The Mystery Of The Missing Gold Ball Trophy

Don Heizer, Payson High School athletic director, poses with the recovered and restored lost championship trophy won by the 1979 Longhorn basketball team.

Photo by Max Foster. |

Don Heizer, Payson High School athletic director, poses with the recovered and restored lost championship trophy won by the 1979 Longhorn basketball team.


Just how the Longhorn boys basketball team’s 1979 Class B State Championship “Gold Ball” trophy disappeared from the school trophy case and was found years later in an abandoned, disheveled Phoenix apartment is a mystery that has coaches, former players and administrators scratching their collective noggins in disbelief.

It seems no one on campus realized the championship trophy was missing until last spring when PHS counselors Don Heizer and Judy Michel were attending an education conference at Grand Canyon University in Phoenix.

During the pair’s time at the conference, Heizer and Michel took time out to visit two PHS alumni, R.C. LaHaye and Larry Wilbanks, now wrestling coaches at GCU.

During the meeting with the coaches, Heizer and Michel were told there was something they had that needed to be returned to Payson High.

“We went into their (LaHaye’s and Wilbanks’) office and there was the trophy — Larry had it sitting on a shelf,” said Heizer. “It was kind of in bad shape — the AIA insignia was sliding off and it was dirty and tarnished.”

Heizer admits he was shocked seeing two former PHS wrestling stars in possession of a state basketball championship trophy that everyone believed was in the school’s trophy case.

Following moments of dead silence, LaHaye and Wilbanks explained to the two bewildered PHS counselors how they had come to have the trophy.

They said, a man who knew they were from Payson brought the trophy to them and asked they return it to PHS.

LaHaye remembers the incident well, “Our aquatics director here (at GCU) was helping his daughter move into an apartment and while cleaning it, they found the trophy.”

The director knew that both LaHaye and Wilbanks had been raised in Payson, so he delivered the trophy to the two asking them to return it to PHS.

“Can you believe this story? Really weird isn’t it?” LaHaye asked. “What a small world.”

Probably most difficult to understand is why no one noticed the trophy was missing.

Chuck Hardt, an assistant coach of the state championship team, reacted in disbelief when he was told midweek the trophy had been MIA for years.

“I had no idea it was gone,” he said. “I’m trying to remember the last time I saw it.”

The former coach says to the best of his recollection the last time he saw the “Gold Ball” was in the spring of 2004 at then-America West Arena in Phoenix during an AIA-sponsored 25th anniversary celebration honoring the 1979 team.

In fact, Hardt has a team picture from that celebration that shows Farrell Hoosava holding the trophy.

Hardt said he assumed the trophy had been returned to the PHS trophy case but now has his doubts.

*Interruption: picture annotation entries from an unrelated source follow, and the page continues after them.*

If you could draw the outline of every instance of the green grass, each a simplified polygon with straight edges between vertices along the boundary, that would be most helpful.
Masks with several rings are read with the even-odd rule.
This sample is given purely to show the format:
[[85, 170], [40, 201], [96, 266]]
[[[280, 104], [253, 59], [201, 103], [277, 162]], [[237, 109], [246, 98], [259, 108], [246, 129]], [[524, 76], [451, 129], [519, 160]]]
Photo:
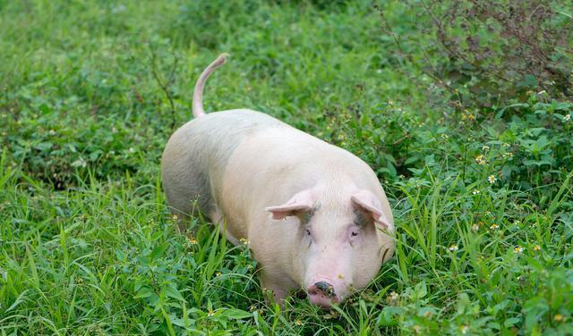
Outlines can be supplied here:
[[[0, 0], [0, 335], [570, 334], [573, 105], [457, 112], [418, 63], [429, 19], [383, 8], [413, 57], [367, 1]], [[246, 246], [168, 214], [160, 155], [222, 52], [207, 111], [263, 111], [384, 184], [396, 256], [330, 311], [268, 305]]]

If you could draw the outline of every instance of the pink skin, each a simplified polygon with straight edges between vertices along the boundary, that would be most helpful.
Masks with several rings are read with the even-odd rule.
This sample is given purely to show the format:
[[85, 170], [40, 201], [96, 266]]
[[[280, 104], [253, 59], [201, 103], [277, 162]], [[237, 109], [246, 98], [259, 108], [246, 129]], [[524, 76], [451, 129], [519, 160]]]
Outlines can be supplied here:
[[205, 113], [206, 80], [226, 57], [200, 76], [195, 118], [171, 136], [163, 153], [171, 211], [182, 216], [182, 227], [201, 211], [229, 241], [250, 241], [261, 287], [279, 305], [300, 288], [313, 304], [342, 302], [393, 254], [383, 188], [352, 153], [265, 113]]
[[[391, 225], [388, 224], [389, 222], [383, 216], [372, 192], [359, 190], [350, 198], [351, 206], [342, 214], [339, 208], [338, 211], [324, 209], [329, 207], [328, 205], [317, 206], [317, 193], [313, 190], [301, 191], [284, 205], [266, 209], [271, 212], [275, 220], [299, 217], [301, 229], [304, 229], [298, 248], [304, 273], [303, 288], [306, 289], [311, 303], [325, 308], [343, 301], [353, 290], [364, 287], [375, 276], [379, 267], [356, 269], [356, 265], [381, 264], [376, 244], [376, 228], [388, 230]], [[348, 212], [351, 212], [350, 215]], [[360, 225], [352, 221], [357, 213], [365, 222]], [[329, 221], [323, 220], [324, 214], [330, 217]], [[344, 219], [338, 220], [345, 217], [349, 218], [346, 223]], [[381, 260], [372, 263], [369, 258]]]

If the trophy has been missing since that celebration, it vanished for eight years without anyone noticing.

After Heizer returned the trophy to its rightful home, his next task was to have it refurbished. That responsibility fell on the shoulders of then PHS teacher Doug Eckhardt who polished and rebuilt the trophy, restoring it to original condition.

Today, it’s housed in the locked trophy case located just outside the PHS administrative office.

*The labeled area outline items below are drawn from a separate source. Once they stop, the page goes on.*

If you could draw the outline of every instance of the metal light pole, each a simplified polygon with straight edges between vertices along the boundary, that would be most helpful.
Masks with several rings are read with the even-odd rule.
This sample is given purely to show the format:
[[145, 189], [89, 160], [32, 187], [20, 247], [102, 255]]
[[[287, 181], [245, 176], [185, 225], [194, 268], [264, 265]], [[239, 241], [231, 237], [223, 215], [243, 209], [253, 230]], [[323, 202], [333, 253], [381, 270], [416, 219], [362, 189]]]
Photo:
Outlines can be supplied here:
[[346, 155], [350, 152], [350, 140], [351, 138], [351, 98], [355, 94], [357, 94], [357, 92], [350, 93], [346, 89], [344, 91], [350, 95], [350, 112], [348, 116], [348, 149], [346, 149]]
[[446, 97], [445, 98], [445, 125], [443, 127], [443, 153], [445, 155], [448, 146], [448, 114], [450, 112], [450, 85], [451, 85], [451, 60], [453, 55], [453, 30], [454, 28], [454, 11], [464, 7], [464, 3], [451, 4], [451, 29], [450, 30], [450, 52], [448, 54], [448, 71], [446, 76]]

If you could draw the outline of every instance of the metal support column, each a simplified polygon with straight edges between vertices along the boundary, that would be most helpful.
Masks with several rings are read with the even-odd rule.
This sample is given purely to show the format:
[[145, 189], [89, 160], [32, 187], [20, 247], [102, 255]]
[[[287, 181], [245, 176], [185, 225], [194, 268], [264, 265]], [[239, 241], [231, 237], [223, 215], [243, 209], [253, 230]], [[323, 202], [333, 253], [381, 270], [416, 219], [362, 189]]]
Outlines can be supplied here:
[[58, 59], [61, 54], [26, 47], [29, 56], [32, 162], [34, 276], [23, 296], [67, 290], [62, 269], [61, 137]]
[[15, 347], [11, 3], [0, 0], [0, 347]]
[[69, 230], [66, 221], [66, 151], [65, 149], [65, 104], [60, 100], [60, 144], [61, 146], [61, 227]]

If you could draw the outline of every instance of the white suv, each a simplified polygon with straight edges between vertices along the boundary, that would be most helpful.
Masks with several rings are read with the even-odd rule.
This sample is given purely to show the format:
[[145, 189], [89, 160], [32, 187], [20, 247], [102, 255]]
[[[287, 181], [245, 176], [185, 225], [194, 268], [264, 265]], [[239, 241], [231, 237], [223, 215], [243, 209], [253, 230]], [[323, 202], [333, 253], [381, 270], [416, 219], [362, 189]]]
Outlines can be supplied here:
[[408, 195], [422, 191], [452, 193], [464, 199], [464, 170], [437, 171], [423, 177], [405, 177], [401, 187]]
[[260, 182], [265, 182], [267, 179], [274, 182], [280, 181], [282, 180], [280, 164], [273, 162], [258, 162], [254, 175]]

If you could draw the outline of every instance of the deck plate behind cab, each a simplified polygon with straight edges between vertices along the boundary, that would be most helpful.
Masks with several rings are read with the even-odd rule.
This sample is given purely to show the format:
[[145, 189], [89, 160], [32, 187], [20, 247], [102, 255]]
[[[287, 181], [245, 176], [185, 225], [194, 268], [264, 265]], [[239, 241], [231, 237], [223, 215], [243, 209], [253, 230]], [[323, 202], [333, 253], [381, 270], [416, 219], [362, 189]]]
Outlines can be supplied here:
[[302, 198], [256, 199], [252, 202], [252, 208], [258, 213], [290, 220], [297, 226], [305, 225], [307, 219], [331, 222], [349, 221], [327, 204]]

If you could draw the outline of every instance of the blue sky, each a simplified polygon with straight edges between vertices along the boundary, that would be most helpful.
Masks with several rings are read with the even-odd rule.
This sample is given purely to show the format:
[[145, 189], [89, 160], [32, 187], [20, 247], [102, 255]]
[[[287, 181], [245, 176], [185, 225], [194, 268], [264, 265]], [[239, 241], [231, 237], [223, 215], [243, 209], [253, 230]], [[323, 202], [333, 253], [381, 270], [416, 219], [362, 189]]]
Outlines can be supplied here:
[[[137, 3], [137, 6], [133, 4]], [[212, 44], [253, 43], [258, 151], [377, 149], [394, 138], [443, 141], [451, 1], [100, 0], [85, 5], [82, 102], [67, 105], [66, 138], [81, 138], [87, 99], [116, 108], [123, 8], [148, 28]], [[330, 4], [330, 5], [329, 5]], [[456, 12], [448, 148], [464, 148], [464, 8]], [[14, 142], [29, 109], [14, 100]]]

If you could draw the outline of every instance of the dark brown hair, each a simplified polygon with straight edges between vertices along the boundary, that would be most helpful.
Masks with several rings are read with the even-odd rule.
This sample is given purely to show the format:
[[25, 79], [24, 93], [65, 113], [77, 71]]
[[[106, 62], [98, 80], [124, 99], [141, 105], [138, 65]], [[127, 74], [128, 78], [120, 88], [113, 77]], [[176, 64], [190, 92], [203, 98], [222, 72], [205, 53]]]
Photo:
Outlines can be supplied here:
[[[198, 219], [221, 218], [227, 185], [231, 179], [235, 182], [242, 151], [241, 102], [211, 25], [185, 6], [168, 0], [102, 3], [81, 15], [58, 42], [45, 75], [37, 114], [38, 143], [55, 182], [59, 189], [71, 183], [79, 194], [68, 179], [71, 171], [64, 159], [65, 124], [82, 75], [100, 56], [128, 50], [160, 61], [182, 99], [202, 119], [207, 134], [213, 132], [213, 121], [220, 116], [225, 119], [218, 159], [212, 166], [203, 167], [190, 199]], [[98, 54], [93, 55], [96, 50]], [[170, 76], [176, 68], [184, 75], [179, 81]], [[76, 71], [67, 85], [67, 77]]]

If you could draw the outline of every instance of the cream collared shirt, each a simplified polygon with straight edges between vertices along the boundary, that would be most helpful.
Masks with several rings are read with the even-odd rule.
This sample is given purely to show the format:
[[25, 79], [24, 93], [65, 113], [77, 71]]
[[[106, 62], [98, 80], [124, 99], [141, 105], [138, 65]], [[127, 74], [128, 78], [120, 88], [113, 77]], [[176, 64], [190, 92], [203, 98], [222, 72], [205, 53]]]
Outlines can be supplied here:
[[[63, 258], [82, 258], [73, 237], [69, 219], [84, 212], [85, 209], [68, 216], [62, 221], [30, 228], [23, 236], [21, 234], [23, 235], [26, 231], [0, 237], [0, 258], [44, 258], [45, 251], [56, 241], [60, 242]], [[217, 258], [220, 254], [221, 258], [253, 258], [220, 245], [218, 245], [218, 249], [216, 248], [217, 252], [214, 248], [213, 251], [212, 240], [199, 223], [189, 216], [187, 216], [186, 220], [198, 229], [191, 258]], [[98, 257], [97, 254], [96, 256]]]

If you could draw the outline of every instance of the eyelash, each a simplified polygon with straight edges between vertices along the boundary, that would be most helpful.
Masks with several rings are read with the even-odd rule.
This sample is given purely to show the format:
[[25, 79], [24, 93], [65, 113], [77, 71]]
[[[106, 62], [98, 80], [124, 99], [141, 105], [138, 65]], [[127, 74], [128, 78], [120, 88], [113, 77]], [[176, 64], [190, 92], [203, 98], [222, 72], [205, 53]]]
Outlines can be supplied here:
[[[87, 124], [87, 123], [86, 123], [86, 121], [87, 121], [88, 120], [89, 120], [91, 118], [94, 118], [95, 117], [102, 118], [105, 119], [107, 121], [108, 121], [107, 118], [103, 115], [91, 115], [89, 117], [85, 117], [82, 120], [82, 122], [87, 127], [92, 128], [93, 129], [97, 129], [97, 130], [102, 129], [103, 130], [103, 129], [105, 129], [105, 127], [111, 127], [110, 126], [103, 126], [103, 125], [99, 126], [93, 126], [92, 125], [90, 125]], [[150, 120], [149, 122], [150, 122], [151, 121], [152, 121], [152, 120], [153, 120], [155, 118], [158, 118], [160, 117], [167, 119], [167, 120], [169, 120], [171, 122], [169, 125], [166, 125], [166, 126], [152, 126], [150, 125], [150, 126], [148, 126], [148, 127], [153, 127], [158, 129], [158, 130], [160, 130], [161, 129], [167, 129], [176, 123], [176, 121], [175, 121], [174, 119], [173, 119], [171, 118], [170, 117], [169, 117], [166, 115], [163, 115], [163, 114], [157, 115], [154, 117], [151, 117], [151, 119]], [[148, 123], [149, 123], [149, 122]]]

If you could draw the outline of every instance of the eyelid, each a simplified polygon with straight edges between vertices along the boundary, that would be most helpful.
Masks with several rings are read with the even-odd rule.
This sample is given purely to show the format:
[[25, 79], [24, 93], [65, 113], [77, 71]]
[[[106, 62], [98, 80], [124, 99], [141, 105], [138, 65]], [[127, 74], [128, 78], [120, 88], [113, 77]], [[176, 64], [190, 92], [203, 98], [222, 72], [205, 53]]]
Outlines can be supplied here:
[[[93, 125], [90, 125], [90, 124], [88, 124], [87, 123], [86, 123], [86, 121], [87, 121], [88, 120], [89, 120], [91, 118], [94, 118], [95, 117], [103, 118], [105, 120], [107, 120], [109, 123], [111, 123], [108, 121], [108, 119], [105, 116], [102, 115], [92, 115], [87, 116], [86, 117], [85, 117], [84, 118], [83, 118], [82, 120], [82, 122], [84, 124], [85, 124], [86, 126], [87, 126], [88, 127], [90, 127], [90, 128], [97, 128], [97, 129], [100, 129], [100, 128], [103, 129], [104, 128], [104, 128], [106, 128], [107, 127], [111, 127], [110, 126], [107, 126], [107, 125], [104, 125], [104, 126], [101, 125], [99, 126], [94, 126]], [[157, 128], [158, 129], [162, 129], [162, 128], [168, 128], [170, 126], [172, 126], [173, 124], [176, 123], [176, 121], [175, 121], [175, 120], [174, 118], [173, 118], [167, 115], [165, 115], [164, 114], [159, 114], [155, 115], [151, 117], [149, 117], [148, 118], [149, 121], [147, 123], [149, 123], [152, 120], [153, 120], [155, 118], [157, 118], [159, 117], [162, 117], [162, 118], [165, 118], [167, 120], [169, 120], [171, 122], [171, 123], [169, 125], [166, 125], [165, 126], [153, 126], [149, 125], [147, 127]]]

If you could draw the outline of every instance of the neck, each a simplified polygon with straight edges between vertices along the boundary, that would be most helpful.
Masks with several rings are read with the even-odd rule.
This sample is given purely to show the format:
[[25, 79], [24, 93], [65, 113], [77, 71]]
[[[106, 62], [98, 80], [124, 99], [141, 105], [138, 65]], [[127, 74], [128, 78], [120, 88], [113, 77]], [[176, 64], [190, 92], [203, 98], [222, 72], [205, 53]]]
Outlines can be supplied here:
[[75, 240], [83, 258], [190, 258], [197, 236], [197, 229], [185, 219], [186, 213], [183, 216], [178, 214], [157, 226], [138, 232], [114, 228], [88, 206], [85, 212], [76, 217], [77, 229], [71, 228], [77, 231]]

Heizer says almost every time he passes by the case, he eagle eyes the trophy making sure there never again is a mystery as baffling as the vanishing gold ball.

Looking back

For the 25th anniversary celebration, 11 of the 13 championship team members were on hand to relive a season in which the team finished 21-5 overall and won the B Central Division title with a 7-1 mark.

In the state tournament, Payson opened with a 77-63 win over Antelope. In the semifinals the Horns scalped the St. Johns Redskins 61-46.

With two state wins, the Longhorns qualified for the championship showdown against a very talented Williams team that was a huge favorite to whip PHS.

On the Vikings’ roster were two of the finest athletes to ever come out of Arizona — brothers Johnny and Billy Hatcher. After high school, Billy went on to have a long professional baseball career with the Cincinnati Reds and Chicago Cubs.

In the state finale, Longhorn players were obviously unimpressed by the Vikings’ athletic talent, eventually nipping Williams 49-48 on Jeff Pettet’s two last-second free throws.

The 1979 championship is the only state title PHS has won in basketball — either boys or girls.